Samedi, l’Amérique a renoué avec ses vieux démons. D’un océan à l’autre, la colère a grondé : à New York, Los Angeles, Chicago, des foules bigarrées ont envahi les rues, pancartes brandies, voix éraillées, pour crier haut et fort leur rejet de la politique de Donald Trump, revenu à la Maison-Blanche comme un boomerang lancé par l’Histoire. Le mot d’ordre ? « No Kings », pas de rois, pas de couronne pour un président qui se rêve monarque.
Dans l’air, un parfum de déjà-vu, mais aussi une énergie nouvelle. Les manifestants, jeunes et moins jeunes, progressistes, syndicalistes, étudiants, artistes, brandissaient des slogans cinglants : « Democracy, not dynasty », « Trump is not my king », ou encore « America, wake up! ». Les réseaux sociaux vibraient au rythme des vidéos de cortèges, de sit-ins, de happenings artistiques, tandis qu’au sol, la police encadrait, parfois bousculait, les plus téméraires.

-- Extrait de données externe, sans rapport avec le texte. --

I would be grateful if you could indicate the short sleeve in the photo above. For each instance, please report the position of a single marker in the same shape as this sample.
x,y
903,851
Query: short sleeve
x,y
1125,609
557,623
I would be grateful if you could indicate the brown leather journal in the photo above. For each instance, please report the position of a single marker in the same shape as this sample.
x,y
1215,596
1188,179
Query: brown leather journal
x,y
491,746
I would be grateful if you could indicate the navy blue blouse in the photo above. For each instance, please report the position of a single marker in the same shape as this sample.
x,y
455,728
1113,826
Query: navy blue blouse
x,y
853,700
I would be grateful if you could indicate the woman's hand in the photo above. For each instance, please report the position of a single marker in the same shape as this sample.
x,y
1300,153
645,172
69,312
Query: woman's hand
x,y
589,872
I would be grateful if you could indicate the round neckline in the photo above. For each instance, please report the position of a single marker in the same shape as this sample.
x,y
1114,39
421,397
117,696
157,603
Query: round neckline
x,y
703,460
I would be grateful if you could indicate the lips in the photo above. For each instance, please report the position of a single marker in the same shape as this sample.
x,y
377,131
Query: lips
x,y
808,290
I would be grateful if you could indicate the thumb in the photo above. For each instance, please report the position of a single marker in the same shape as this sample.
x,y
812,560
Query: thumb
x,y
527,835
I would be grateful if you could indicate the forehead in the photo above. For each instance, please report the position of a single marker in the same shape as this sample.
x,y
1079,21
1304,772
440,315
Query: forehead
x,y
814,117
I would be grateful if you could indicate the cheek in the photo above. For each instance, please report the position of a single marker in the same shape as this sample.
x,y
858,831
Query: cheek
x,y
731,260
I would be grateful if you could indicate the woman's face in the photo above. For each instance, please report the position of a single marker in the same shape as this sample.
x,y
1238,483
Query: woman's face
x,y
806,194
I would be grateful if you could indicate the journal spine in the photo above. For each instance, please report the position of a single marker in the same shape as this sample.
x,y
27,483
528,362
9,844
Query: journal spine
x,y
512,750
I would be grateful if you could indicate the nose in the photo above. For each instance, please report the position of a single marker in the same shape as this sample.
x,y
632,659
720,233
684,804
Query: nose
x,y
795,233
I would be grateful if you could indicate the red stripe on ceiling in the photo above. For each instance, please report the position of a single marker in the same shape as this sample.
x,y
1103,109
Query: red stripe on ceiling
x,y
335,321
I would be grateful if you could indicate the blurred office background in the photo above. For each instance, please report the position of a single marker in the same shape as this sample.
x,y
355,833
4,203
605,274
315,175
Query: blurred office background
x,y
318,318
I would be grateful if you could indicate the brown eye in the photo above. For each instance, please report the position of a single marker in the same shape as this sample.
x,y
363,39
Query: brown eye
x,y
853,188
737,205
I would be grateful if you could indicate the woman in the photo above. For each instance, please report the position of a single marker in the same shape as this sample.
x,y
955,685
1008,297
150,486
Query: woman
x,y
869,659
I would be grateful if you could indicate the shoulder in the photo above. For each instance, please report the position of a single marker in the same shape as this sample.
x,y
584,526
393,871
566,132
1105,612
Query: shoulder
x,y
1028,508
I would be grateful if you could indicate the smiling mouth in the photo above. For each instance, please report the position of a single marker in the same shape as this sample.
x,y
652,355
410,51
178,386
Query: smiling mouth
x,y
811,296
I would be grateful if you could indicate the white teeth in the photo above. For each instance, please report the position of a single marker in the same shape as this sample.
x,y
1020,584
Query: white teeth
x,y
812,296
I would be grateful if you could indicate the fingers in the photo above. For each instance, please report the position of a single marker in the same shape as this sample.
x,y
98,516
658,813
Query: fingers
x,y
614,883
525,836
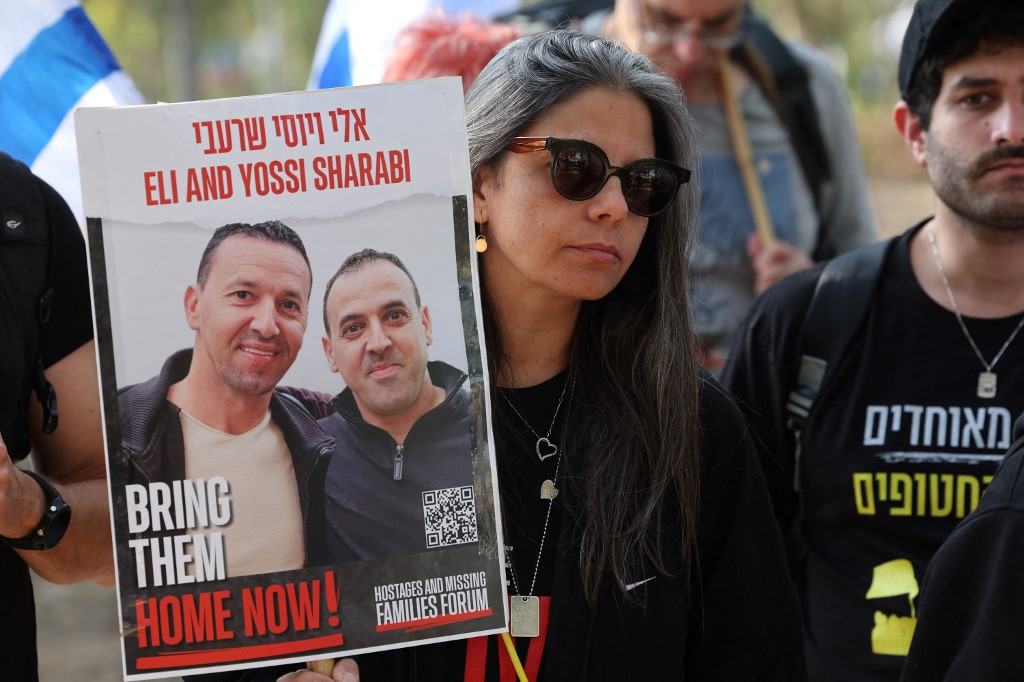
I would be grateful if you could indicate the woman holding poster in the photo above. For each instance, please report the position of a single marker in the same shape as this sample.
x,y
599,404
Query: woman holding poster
x,y
639,539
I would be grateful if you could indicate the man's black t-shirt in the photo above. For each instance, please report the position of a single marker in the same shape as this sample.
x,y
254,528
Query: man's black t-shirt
x,y
899,449
69,328
521,474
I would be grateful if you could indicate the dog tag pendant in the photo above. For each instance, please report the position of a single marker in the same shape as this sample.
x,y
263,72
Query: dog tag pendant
x,y
986,385
524,620
548,489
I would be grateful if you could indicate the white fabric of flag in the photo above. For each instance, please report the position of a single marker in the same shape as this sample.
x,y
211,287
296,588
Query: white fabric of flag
x,y
356,35
52,60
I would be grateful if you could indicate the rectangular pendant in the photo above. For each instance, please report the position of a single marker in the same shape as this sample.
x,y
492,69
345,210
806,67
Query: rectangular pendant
x,y
524,620
986,385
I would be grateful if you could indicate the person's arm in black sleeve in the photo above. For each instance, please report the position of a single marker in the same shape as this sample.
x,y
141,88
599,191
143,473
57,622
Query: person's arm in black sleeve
x,y
747,623
72,457
760,373
971,611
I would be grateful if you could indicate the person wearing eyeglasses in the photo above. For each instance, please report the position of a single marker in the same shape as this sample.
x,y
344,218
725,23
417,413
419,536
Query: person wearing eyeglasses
x,y
782,182
639,538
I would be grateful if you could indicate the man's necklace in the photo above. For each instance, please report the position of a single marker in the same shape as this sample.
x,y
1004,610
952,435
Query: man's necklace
x,y
986,379
524,615
544,446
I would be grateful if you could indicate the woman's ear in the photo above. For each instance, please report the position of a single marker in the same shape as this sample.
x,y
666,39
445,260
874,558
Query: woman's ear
x,y
483,184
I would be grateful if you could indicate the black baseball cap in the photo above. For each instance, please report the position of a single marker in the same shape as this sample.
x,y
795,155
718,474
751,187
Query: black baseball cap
x,y
930,18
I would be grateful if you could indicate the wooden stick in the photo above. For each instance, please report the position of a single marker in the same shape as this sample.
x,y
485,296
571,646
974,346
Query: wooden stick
x,y
744,155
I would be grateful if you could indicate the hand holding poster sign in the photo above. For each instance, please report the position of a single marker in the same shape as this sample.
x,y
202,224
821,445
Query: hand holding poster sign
x,y
257,519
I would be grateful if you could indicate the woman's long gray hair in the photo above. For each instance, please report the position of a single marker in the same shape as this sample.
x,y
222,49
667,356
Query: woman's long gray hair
x,y
633,439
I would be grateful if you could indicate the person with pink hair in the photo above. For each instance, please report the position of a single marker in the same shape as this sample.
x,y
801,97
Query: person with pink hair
x,y
441,45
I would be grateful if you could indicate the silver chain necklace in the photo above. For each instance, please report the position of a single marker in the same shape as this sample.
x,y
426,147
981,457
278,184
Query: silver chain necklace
x,y
524,610
544,446
524,615
986,379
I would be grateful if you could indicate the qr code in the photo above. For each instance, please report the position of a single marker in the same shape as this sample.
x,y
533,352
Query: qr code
x,y
450,516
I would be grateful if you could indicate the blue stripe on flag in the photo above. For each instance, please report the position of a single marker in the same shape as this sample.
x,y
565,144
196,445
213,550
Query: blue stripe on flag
x,y
338,70
45,81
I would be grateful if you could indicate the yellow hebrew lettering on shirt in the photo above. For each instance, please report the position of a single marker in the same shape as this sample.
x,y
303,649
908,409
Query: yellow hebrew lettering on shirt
x,y
902,492
892,633
863,494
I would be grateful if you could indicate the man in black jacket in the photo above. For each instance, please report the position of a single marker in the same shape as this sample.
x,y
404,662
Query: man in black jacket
x,y
402,424
213,417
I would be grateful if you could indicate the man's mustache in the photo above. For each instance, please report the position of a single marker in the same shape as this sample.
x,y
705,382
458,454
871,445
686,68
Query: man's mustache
x,y
985,162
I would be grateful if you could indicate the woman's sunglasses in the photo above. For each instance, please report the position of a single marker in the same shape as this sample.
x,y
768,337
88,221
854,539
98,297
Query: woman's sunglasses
x,y
580,169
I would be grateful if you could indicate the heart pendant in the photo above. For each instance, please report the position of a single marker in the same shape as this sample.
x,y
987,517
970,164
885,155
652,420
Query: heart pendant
x,y
546,449
548,489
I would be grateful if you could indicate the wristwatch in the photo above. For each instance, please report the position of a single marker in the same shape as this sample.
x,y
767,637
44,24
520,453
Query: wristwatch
x,y
51,526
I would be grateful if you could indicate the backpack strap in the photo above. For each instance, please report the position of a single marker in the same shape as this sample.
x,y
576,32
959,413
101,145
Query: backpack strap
x,y
837,312
26,297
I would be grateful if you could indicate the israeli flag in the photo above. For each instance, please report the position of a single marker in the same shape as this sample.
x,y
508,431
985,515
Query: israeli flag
x,y
356,35
52,60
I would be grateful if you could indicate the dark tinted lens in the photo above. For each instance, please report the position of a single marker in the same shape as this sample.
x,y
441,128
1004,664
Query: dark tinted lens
x,y
578,172
648,187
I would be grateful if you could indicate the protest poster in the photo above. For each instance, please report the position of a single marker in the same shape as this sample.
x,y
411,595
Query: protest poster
x,y
229,553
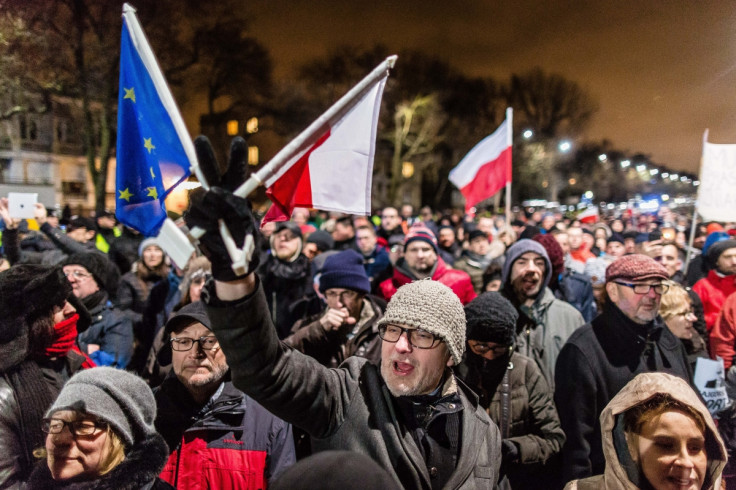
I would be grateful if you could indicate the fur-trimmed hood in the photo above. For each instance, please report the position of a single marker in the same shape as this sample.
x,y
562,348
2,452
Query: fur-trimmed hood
x,y
139,470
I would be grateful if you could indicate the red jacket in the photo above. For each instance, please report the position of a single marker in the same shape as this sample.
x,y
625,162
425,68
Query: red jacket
x,y
723,335
456,280
713,290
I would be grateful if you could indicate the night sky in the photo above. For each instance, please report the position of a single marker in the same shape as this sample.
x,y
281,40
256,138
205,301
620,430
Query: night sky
x,y
661,71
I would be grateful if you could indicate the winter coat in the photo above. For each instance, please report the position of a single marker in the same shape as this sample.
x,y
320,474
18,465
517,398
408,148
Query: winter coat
x,y
723,334
542,330
595,363
332,347
232,442
713,291
346,408
138,471
529,416
112,331
642,388
284,284
458,281
12,464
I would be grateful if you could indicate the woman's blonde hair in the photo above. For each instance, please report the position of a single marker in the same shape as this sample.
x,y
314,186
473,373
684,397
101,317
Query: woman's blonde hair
x,y
674,301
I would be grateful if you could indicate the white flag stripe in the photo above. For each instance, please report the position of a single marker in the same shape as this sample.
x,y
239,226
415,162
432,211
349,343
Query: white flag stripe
x,y
486,151
341,170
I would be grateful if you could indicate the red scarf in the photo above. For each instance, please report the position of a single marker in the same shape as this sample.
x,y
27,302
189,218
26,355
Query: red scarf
x,y
65,339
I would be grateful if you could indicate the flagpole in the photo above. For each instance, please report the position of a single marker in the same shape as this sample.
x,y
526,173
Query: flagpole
x,y
510,141
695,209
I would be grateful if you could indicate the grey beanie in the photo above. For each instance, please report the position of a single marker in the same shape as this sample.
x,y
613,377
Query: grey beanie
x,y
117,397
432,306
520,248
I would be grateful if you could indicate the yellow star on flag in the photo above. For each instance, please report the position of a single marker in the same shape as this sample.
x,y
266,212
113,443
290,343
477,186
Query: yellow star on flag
x,y
125,194
129,94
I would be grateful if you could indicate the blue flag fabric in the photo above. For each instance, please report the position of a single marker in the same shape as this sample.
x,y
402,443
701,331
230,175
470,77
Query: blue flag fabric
x,y
151,159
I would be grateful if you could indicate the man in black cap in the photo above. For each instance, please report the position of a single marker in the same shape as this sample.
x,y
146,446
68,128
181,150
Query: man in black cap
x,y
218,436
286,275
348,325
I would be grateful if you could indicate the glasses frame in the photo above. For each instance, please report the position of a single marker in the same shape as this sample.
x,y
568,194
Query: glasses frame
x,y
408,331
200,341
664,287
74,426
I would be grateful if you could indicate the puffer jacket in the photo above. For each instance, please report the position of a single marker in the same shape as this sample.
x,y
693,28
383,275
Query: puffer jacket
x,y
456,280
232,442
713,291
332,347
113,332
640,389
347,408
522,406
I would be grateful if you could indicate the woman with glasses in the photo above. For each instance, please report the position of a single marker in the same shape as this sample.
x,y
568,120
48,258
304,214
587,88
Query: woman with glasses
x,y
100,435
513,391
676,309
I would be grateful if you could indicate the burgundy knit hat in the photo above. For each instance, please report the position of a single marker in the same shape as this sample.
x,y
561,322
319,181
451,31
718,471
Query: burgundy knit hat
x,y
635,267
554,251
421,232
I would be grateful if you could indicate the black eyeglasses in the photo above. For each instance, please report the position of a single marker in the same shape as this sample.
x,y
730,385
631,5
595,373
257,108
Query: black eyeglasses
x,y
76,427
182,344
421,339
644,288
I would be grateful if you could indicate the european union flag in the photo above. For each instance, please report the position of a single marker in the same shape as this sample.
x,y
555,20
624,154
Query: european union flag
x,y
154,151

Ironie du calendrier : pendant que la rue grondait, Donald Trump, lui, savourait les ors d’une parade militaire grandiose à Washington. Chars rutilants, drapeaux étoilés, discours martiaux : le président semblait savourer chaque minute, insensible à la tempête qui secouait les grandes villes. Un contraste saisissant, presque indécent, entre la solennité de la parade et la fièvre contestataire.
La crainte d’un glissement autoritaire
Dans les cortèges, la peur d’un glissement autoritaire se mêlait à la rage de voir la démocratie piétinée. « On n’a pas fait la révolution pour ça », lançait une manifestante, costume de Lady Liberty sur le dos, brandissant une pancarte « No Kings, No Tyrants ». À ses côtés, un vétéran du Vietnam, drapeau à la main, confiait : « J’ai combattu pour la liberté, pas pour un culte de la personnalité. »
La mobilisation, la plus massive depuis le retour de Trump au pouvoir, rappelle que l’Amérique n’a rien perdu de sa capacité à s’indigner. Mais la fracture demeure béante : pendant que la rue crie « No Kings », la Maison-Blanche, elle, semble avoir troqué la démocratie pour le spectacle. Reste à savoir qui, de la rue ou du trône, l’Histoire retiendra dans les prochains mois, voire, à tout le moins au plus tard à mi-mandat.